Rapporto sul restauro delle statue (Basem Gehad)
I frammenti delle statue trovate negli scavi 2003-2010 a Dime es-Seba sono stati innanzitutto classificati a seconda del tipo di pietra, dello stile, degli abiti e delle parti del corpo rappresentate. Le statue così identificate differiscono in dimensioni e soggetto rappresentato: sono sia maschili sia femminili, in calcare locale e basalto. In base a questa classificazione, circa 10 statue sono state riconosciute e in parte assemblate. I casi più completi sono due statue raffiguranti una donna e un sacerdote. La statua femminile rappresenta forse la dea Iside e di essa è stata assemblata gran parte del corpo, del busto e della testa con capigliatura a boccoli. Numerosi frammenti compongono la parte bassa della statua del sacerdote. Altre parti di statue maschili sono state ricongiunte, ma per completare l’opera mancano ancora numerose parti.
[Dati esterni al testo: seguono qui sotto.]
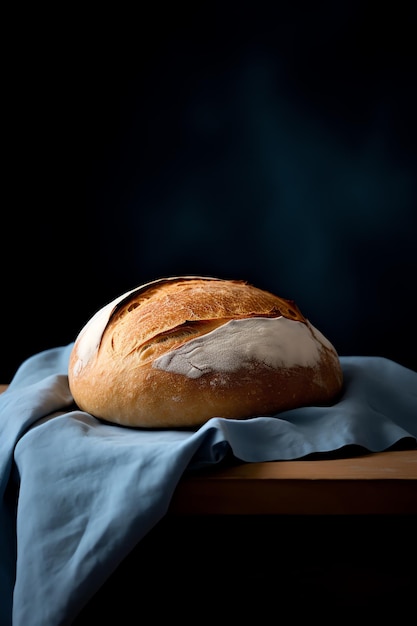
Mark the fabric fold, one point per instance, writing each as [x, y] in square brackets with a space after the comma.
[78, 494]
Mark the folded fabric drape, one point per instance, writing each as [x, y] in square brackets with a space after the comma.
[78, 494]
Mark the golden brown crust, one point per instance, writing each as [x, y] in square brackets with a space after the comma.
[124, 380]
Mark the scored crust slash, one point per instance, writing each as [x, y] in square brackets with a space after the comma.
[178, 351]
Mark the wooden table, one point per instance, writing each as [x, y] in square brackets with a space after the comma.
[383, 483]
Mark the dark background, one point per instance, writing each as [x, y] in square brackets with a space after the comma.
[276, 145]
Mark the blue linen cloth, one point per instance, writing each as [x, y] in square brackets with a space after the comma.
[67, 479]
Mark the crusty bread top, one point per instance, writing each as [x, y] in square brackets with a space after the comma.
[168, 308]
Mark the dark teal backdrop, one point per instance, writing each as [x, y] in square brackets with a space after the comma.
[235, 140]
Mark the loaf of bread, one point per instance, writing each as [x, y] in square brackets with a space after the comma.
[178, 351]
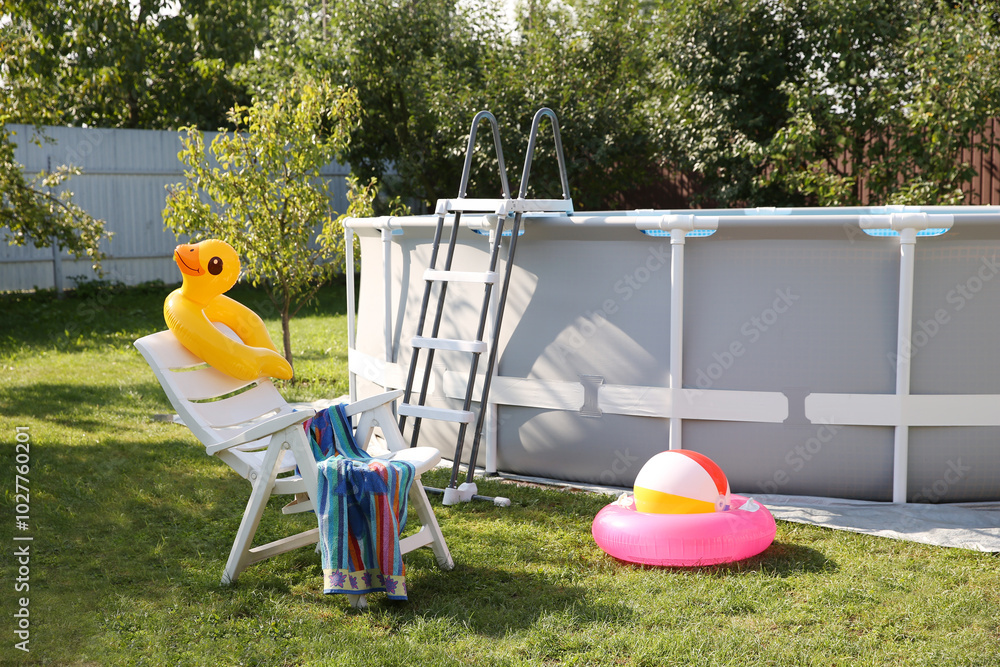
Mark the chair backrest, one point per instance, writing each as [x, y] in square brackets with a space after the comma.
[215, 406]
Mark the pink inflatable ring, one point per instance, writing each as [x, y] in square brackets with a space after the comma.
[684, 540]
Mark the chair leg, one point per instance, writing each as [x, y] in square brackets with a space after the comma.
[419, 502]
[240, 556]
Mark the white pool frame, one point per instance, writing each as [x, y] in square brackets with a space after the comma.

Il trapano elettrico è stato usato per poter inserire barre a sezione circolare di fibra di vetro per congiungere stabilmente pezzi pesanti e di grandi dimensioni. La fibra di vetro è preferita alle barre di ferro per evitare fenomeni di ossidazione del metallo, che possono nel tempo danneggiare la pietra. Paraloid (acryloid) B-72 è stato usato con le barre in concentrazione del 20% in acetone (wt/vol). I frammenti più piccoli sono stati incollati utilizzando resina epossidica trasparente (araldite), distribuita con uso di una siringa in singoli punti scelti. In alcuni casi il paraloid è stato abbinato all’araldite.
Il lavoro di restauro continuerà nella Campagna prossima. I frammenti non assemblati sono stati ricollocati in magazzino, separati secondo la classificazione eseguita.